[ 
https://issues.apache.org/jira/browse/CASSANDRA-6689?page=com.atlassian.jira.plugin.system.issuetabpanels:comment-tabpanel&focusedCommentId=13921110#comment-13921110
 ] 

Pavel Yaskevich edited comment on CASSANDRA-6689 at 3/5/14 6:55 PM:
--------------------------------------------------------------------

bq. I've stated clearly what this introduces as a benefit: overwrite workloads 
no longer cause excessive flushes

If you do a copy before of the memtable buffer, you can clearly put it back to 
the allocator once it's overwritten or becomes otherwise useless, in the 
process of merging columns with previous row contents.

bq. Your next sentence states how this is a large cause of memory consumption, 
so surely we should be using that memory if possible for other uses (returning 
it to the buffer cache, or using it internally for more caching)?

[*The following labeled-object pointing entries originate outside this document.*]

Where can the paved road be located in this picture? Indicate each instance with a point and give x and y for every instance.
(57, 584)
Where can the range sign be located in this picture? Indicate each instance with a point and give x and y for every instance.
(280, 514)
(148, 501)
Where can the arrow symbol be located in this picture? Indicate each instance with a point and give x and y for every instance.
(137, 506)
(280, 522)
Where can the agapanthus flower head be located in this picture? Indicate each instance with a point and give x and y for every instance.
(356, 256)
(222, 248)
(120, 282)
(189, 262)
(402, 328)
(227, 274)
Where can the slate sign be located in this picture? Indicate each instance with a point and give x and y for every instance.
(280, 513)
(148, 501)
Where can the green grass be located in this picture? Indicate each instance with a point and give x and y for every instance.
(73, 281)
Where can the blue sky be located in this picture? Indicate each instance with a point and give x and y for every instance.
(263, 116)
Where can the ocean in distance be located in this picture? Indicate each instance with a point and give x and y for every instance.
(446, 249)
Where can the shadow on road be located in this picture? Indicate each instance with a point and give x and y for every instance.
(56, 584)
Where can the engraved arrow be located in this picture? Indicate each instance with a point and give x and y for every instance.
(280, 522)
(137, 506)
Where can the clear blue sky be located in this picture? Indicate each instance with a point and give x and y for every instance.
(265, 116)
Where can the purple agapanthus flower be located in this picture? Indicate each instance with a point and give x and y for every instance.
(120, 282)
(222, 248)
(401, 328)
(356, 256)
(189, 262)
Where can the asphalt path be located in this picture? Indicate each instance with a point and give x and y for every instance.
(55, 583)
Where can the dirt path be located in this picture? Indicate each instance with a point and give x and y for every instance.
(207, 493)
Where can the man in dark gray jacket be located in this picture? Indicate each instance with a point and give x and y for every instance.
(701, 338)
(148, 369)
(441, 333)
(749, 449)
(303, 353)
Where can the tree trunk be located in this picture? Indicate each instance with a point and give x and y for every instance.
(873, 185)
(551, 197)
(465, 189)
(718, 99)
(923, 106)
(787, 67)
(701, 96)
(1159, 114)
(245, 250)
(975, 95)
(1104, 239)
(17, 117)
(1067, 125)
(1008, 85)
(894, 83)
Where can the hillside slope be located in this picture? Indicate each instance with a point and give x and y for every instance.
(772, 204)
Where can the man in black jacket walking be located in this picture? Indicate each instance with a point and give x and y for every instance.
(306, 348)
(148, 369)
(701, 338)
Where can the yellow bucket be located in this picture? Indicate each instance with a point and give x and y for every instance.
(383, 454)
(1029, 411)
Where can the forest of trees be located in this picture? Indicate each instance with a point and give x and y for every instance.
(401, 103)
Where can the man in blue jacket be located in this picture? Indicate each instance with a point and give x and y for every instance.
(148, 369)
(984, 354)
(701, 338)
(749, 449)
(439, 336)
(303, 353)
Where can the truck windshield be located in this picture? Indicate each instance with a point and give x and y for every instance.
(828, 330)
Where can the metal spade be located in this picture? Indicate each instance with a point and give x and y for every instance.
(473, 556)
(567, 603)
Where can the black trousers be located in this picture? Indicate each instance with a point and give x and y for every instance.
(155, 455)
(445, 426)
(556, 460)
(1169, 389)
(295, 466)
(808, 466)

It doesn't state that is a *large cause of memory consumption*, it states that 
it has additional cost but it the steady state it won't be allocating over the 
limit because of the properties of the system that we have, namely the fixed 
number of threads.

bq. Are you performing a full object tree copy, and doing this with a running 
system to see how it affects the performance of other system components? If 
not, it doesn't seem to be a useful comparison. Note that this will still 
create a tremendous amount of heap churn, as most of the memory used by objects 
right now is on-heap. So copying the records is almost certainly no better for 
young gen pressure than what we currently do - in fact, it probably makes the 
situation worse.

Do you mean this? Let's say we copy a Cell (or Column object), which is 1 level 
deep so just allocate additional space for the object headers and do a copy, 
most of the work would be spend by doing a copy of the data (name/value) 
anyway, so as we want to live inside of ParNew (so we can just discard already 
dead objects), see how many such allocations you will be able to do in e.g. 1 
second then wipe the whole thing (equivalent of  ParNew with rejects dead + 
compacts) and do it again. We are doing mlockall too which should make that 
even faster as we are sure that heap is pre-faulted already.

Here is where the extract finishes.